The Amateur
The start of the “The Amateur” is so true to life that it hurts. A group of terrorists storms an American embassy, taking hostages and making demands, promising to kill one person every 15 minutes if those demands aren’t met. They pick a hostage at random a terrified young woman who asks, “What are you going to do with me?” They take her outside and shoot her.
This is tragic material; a movie about it has to be good enough for it. “The Amateur” isn’t. After hooking us with its quiet, forceful opening, the film settles into being a standard issue spy thriller one of those potboilers where the hero is kicked around by the CIA, KGB, Czech Intelligence and a beautiful woman.
John Savage plays the hero. He was very good in movies like “The Deer Hunter” and “Inside Moves,” but he’s not so good here. Maybe he’s just miscast: He’s the grief-stricken fiancé of one of the victims. He plays him as possessed by burning vengeance yet he also plays him as such a hesitating, uncertain man that there’s nobody there for us to care about.

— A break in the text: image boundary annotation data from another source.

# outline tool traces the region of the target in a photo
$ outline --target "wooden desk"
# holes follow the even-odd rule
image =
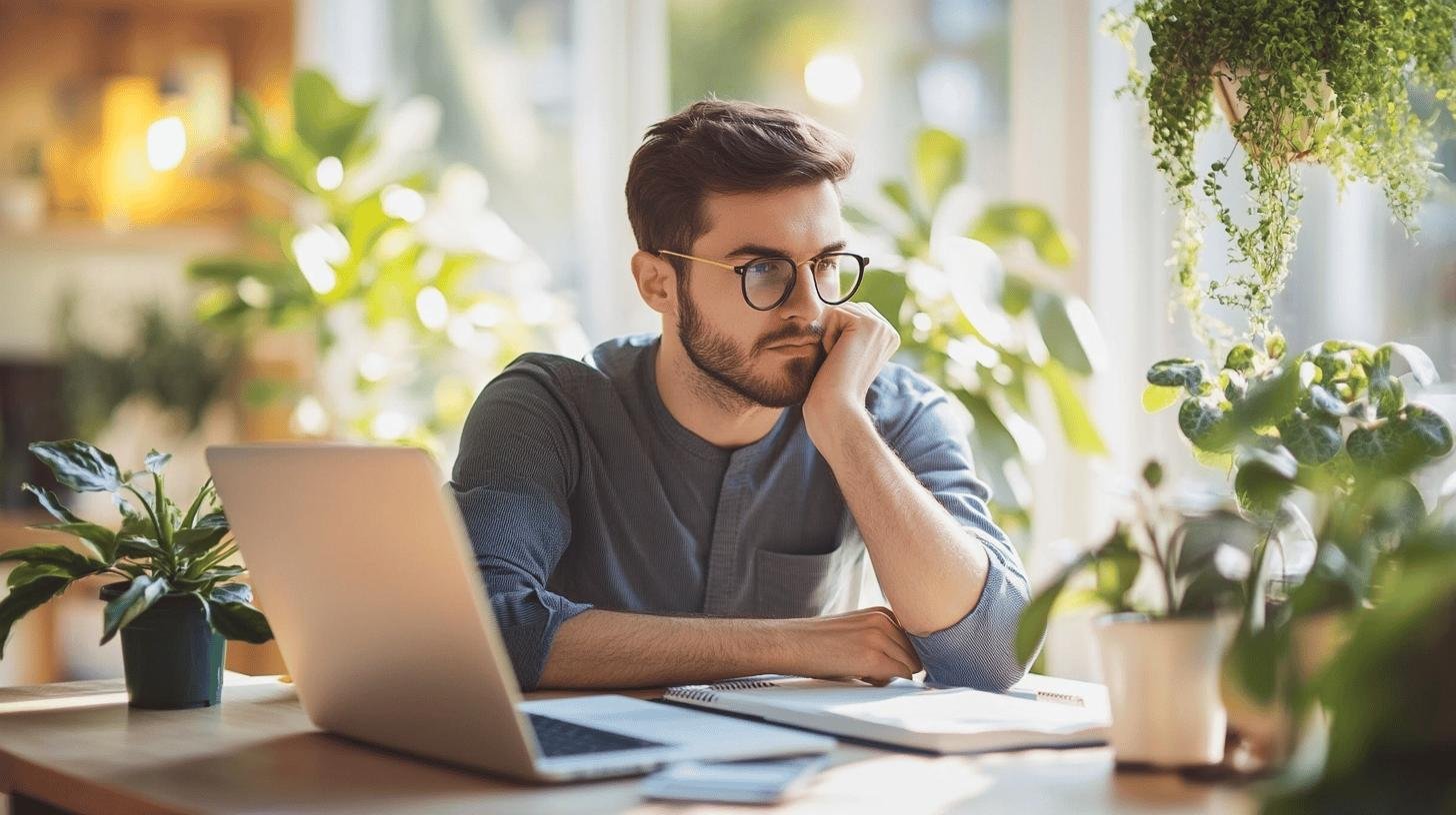
[[[533,787],[363,747],[316,731],[293,685],[272,677],[229,674],[221,706],[176,712],[128,709],[121,680],[0,688],[0,792],[16,815],[48,805],[116,815],[766,811],[651,802],[638,783]],[[842,745],[804,796],[773,811],[1251,809],[1246,792],[1114,773],[1105,748],[936,758]]]

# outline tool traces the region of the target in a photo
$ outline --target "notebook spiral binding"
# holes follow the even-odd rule
[[[705,687],[676,687],[668,688],[667,699],[686,699],[689,701],[702,701],[703,704],[712,704],[718,701],[718,694]]]
[[[713,683],[711,685],[713,690],[754,690],[761,687],[776,687],[773,680],[731,680],[727,683]]]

Savage isn’t helped by the plot. I won’t tell too much about it: Just enough to indicate how routine it all is. Savage is an expert on computers for the CIA, and he breaks their security code (just like those college kids did in yesterday’s newspaper) and eavesdrops on all their secrets. Then he hides their secrets and uses them to blackmail his superiors into training him as an assassin and sending him into Czechoslovakia to hunt down his girl’s killers.

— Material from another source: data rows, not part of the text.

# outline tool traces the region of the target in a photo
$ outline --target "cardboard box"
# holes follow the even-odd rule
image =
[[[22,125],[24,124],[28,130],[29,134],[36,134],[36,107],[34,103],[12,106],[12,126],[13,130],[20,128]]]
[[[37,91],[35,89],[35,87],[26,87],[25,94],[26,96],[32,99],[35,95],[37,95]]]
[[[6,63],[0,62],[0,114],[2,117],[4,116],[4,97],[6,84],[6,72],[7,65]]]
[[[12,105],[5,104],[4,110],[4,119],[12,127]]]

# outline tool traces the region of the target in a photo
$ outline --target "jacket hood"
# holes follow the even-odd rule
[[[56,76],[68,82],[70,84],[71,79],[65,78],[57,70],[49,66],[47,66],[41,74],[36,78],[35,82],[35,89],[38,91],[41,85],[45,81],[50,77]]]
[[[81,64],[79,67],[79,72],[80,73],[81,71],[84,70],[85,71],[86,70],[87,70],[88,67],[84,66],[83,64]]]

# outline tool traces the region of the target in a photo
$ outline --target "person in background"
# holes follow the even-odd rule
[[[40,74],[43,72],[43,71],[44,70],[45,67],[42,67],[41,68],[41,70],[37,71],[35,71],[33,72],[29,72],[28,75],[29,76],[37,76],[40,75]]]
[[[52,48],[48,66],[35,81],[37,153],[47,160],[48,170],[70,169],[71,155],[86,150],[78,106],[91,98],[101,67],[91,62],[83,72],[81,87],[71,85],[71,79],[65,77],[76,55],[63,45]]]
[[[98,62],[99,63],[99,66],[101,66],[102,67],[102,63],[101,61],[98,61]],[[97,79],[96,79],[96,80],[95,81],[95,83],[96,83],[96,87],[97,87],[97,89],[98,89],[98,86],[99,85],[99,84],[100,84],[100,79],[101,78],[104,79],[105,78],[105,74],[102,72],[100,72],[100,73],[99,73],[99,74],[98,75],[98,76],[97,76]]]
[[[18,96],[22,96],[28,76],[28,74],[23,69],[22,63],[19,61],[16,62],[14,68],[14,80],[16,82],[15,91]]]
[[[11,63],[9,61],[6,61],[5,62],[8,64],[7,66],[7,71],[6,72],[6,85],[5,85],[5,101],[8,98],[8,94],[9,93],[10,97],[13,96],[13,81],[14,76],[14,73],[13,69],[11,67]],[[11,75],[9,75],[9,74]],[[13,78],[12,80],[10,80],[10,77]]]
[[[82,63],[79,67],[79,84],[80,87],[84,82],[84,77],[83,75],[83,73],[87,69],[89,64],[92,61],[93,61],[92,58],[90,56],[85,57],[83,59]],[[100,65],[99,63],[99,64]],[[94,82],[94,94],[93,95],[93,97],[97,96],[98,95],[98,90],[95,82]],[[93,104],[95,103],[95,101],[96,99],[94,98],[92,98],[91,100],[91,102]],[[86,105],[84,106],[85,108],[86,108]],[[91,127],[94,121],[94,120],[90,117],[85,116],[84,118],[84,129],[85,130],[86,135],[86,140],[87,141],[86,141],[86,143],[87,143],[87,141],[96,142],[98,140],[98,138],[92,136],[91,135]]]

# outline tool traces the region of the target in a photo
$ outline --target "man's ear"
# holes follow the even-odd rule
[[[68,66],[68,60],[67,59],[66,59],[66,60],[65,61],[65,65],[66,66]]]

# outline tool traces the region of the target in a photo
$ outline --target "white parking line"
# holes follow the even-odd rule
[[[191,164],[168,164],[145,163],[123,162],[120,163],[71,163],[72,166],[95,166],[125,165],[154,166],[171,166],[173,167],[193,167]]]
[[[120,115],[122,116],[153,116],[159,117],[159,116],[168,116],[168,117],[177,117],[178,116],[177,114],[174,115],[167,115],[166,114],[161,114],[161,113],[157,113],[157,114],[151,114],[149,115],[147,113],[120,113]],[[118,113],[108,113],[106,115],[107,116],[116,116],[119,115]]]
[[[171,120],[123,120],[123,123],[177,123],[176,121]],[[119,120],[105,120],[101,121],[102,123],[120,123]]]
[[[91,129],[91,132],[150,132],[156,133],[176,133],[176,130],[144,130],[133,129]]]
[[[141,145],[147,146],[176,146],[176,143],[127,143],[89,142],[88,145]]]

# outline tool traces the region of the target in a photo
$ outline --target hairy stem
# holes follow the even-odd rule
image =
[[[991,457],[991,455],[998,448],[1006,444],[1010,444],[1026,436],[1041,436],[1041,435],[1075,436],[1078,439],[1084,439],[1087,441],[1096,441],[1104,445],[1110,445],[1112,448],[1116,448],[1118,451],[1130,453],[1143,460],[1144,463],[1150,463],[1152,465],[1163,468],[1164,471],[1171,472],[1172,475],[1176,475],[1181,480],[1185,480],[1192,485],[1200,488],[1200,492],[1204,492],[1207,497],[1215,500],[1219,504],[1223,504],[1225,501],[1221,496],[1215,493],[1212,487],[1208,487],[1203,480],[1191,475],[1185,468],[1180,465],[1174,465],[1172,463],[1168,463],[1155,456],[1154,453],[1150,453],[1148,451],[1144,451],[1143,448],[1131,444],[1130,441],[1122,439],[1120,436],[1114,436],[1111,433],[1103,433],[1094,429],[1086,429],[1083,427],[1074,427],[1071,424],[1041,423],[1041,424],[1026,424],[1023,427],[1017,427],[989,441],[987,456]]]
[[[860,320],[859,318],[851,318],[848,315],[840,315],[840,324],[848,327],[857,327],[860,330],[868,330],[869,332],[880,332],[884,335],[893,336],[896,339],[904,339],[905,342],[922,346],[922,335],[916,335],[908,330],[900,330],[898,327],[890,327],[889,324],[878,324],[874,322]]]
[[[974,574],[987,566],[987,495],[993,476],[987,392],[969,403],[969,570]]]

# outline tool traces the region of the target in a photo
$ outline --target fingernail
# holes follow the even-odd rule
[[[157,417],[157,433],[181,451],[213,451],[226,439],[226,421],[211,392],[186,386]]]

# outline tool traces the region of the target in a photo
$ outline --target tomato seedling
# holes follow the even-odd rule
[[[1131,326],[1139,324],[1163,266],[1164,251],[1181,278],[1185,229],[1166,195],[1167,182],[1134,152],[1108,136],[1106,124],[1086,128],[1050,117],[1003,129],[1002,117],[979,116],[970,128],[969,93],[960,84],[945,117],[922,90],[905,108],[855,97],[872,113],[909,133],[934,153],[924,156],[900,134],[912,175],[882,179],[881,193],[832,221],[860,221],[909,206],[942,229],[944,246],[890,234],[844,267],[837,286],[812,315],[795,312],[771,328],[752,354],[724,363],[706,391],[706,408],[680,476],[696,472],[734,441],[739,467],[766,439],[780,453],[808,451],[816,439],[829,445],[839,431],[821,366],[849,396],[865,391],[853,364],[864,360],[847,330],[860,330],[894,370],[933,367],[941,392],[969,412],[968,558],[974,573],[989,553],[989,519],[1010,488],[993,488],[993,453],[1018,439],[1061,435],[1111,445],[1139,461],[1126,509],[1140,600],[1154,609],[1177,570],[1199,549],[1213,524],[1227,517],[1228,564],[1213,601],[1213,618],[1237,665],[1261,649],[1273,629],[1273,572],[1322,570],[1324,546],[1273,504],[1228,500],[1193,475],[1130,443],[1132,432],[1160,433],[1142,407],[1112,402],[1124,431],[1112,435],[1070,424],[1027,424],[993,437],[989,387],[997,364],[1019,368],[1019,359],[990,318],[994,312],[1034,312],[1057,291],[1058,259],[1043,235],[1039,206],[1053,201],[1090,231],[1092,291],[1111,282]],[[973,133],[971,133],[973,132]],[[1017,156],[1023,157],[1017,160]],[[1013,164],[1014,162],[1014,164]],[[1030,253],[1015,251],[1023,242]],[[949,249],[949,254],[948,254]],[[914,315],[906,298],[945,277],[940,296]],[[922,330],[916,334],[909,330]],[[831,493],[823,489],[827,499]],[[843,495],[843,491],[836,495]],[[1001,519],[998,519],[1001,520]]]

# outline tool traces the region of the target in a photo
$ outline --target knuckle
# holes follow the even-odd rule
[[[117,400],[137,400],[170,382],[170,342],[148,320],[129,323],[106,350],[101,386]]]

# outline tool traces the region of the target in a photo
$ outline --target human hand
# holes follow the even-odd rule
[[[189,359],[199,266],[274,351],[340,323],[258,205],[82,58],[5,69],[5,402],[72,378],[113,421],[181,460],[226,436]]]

He will have some problems along these lines: The CIA plans to kill him once they find out where he hid their secrets. And the Soviets know he’s coming; they’re supposed to kill him on his way into Czechoslovakia, but they don’t, and the reason is the venerable switched-hat trick, which was old when James Fennimore Cooper used it. Also his whole technique of getting into Prague is screwy; he travels overland through an old abandoned mine tunnel that the authorities allegedly don’t know about, etc.
Never mind. This guy would be too stupid to clear customs. He walks around Prague looking like a tourist on a leash. He occasionally walks the streets with his gun drawn. He calls attention to himself at exactly the wrong times and in the wrong ways and of course he falls in love with exactly the wrong beautiful woman.

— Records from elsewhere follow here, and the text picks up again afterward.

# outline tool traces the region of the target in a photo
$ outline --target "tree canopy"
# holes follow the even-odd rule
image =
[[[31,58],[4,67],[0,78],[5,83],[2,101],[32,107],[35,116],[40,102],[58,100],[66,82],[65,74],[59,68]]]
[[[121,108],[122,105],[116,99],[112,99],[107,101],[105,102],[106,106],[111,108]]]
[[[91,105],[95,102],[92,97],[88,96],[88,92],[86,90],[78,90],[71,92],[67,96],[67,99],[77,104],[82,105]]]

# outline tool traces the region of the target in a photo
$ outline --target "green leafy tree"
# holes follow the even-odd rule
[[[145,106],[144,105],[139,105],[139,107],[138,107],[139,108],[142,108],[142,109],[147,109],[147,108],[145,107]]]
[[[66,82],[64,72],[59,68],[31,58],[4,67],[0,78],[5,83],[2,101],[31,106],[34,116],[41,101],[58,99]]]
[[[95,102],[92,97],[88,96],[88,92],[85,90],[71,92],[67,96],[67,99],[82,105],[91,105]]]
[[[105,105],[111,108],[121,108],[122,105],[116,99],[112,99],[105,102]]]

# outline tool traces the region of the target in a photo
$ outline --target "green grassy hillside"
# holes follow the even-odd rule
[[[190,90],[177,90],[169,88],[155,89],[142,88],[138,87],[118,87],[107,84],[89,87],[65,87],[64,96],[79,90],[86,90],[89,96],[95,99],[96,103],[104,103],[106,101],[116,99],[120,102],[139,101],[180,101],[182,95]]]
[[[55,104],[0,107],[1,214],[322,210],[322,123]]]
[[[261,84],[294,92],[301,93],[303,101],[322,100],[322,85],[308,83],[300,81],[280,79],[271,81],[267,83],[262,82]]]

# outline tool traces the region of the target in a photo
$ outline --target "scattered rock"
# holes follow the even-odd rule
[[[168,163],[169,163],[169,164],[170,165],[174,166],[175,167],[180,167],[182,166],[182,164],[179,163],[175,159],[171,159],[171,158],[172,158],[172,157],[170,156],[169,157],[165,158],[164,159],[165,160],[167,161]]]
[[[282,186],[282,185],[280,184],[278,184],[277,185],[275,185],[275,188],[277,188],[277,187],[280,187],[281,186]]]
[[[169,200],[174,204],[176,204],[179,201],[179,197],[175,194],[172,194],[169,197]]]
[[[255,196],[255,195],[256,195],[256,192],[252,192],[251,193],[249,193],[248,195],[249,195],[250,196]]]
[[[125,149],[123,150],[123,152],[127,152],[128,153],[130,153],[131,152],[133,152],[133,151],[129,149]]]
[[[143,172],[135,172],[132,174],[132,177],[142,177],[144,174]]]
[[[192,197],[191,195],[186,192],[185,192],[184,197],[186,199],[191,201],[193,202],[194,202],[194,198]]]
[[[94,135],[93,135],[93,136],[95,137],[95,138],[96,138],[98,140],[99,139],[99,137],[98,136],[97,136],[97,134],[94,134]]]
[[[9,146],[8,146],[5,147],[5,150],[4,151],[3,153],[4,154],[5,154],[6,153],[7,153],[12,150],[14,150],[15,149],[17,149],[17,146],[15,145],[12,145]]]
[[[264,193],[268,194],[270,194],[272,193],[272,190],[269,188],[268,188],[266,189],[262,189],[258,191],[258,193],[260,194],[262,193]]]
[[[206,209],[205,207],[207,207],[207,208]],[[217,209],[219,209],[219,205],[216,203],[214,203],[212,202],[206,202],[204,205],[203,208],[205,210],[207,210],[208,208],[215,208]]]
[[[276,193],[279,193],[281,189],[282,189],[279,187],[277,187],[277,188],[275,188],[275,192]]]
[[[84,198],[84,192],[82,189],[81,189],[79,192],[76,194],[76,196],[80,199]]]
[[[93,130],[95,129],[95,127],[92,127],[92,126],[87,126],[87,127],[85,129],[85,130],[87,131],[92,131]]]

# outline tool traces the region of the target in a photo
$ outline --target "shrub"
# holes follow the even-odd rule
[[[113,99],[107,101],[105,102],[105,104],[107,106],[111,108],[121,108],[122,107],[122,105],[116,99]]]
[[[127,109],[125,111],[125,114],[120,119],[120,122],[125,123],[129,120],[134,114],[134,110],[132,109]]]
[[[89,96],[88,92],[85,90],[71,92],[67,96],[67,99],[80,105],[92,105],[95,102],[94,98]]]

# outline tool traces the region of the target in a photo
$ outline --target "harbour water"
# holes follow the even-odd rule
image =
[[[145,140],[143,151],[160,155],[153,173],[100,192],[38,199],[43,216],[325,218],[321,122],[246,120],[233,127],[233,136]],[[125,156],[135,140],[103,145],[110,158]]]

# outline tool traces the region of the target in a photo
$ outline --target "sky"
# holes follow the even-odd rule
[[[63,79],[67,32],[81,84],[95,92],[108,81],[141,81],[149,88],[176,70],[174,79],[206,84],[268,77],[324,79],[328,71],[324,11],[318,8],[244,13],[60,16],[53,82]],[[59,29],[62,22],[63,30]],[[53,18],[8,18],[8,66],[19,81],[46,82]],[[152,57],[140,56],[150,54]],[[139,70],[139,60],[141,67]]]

But enough of this. “The Amateur” fails because it chooses to stick by this plot and all its ridiculous details: The more deeply it gets mired in implausibility, the less we care for what’s happening onscreen. “The Day of the Jackal” was so riveting because it gave us characters who were more interesting than its plot; if you fill your thriller with people as boring as these, you’re going to have to think up something more exciting for them to do.
But John Savage must settle for mannerisms, because the script never gives him a character to play, and the other actors (Christopher Plummer, Marthe Keller, Arthur Hill) are portrayed totally by the book. When the movie gets to its sensational ending it is already too late, alas.